Citing his energy stock ownership, liberal groups have been calling for the conservative justice to recuse, and they have asked the Senate Judiciary Committee to investigate Alito’s involvement, NBC News reports. But the Supreme Court says Alito is not obligated to do so.

“Justice Alito does not have a financial interest in any party” involved in the case, a court spokesperson told NBC News in a statement. The court’s legal counsel advised that “his recusal is not required.”

ExxonMobil and Suncor Energy are fighting to have dismissed a lawsuit involving damages for climate harms, NBC News reports.

Justices are not required to recuse unless they have a direct conflict, such as specific stock ownership, a personal relationship, or a history with the case prior to their appointment to the Supreme Court.
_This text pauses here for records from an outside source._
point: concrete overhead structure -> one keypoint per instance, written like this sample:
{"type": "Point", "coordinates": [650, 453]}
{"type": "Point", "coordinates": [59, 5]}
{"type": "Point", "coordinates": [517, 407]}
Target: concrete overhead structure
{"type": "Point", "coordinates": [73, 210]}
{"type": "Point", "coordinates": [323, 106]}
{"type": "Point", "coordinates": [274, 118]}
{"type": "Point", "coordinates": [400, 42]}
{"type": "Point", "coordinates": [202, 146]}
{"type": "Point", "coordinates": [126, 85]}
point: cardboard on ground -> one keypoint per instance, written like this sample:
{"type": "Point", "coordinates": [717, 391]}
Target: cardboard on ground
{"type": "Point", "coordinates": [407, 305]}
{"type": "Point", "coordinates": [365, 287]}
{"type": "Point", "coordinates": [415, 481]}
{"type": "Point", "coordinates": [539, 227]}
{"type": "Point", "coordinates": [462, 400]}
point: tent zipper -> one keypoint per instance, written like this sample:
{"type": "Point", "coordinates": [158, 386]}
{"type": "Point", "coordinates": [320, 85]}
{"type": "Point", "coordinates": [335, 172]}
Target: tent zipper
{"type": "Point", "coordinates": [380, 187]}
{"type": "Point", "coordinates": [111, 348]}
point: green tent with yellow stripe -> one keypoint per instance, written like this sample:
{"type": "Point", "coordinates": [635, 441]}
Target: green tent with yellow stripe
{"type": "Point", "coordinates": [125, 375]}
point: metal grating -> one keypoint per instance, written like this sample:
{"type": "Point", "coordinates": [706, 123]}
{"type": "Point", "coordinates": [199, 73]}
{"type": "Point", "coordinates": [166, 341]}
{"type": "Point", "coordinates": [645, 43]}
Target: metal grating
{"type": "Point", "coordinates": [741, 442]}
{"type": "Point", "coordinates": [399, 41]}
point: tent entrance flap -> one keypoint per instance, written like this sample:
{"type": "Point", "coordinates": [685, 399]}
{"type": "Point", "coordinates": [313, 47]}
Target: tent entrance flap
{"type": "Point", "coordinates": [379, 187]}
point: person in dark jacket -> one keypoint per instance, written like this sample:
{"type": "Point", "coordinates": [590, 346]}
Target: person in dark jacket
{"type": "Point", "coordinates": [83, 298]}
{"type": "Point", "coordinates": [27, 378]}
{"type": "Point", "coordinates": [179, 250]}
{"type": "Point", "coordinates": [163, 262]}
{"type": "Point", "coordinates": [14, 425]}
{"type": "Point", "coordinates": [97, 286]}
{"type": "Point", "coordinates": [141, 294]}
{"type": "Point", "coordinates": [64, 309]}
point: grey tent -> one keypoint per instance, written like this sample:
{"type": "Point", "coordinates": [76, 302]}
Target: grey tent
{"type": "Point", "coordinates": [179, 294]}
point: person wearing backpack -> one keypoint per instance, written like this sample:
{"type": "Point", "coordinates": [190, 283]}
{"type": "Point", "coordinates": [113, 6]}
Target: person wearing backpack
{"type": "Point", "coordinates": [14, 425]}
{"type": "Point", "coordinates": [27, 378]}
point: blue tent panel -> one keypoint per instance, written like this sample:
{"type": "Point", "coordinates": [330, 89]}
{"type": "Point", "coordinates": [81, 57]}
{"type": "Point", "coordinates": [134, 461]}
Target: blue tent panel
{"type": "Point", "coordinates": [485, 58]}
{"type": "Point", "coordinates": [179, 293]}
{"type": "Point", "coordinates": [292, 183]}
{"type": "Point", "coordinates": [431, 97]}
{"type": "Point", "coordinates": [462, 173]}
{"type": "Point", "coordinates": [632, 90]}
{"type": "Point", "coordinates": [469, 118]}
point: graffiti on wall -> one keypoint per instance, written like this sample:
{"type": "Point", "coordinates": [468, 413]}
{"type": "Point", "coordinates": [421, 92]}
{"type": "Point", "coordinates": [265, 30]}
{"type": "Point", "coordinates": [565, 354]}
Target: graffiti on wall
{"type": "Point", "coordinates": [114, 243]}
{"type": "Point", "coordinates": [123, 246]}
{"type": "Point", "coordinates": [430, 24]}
In their letter, the liberal groups say that justices should recuse if their “impartiality might reasonably be questioned” by an “unbiased and reasonable person who is aware of all relevant circumstances.”

The liberal groups also say they have “deep concerns” about Alito’s “inconsistent history of recusals from cases from which he should be compelled to recuse under long-standing federal law.” They cite “his substantial holdings in individual oil and gas companies and other personal ties.”

They point to what they call Alito’s “irregular recusal practice in oil and gas industry-related cases,” saying that it is “undermining public confidence in the impartiality of the Court.”

NBC notes that “in 2023, Alito did recuse himself when the court turned away an appeal from the companies in the Colorado case.” That same day, “the court rejected appeals in similar cases involving other companies, including ConocoPhillips and Phillips 66. Alito also did not participate in those cases.”

But the court’s spokesperson said that Alito was “inadvertently recused” from the Colorado case.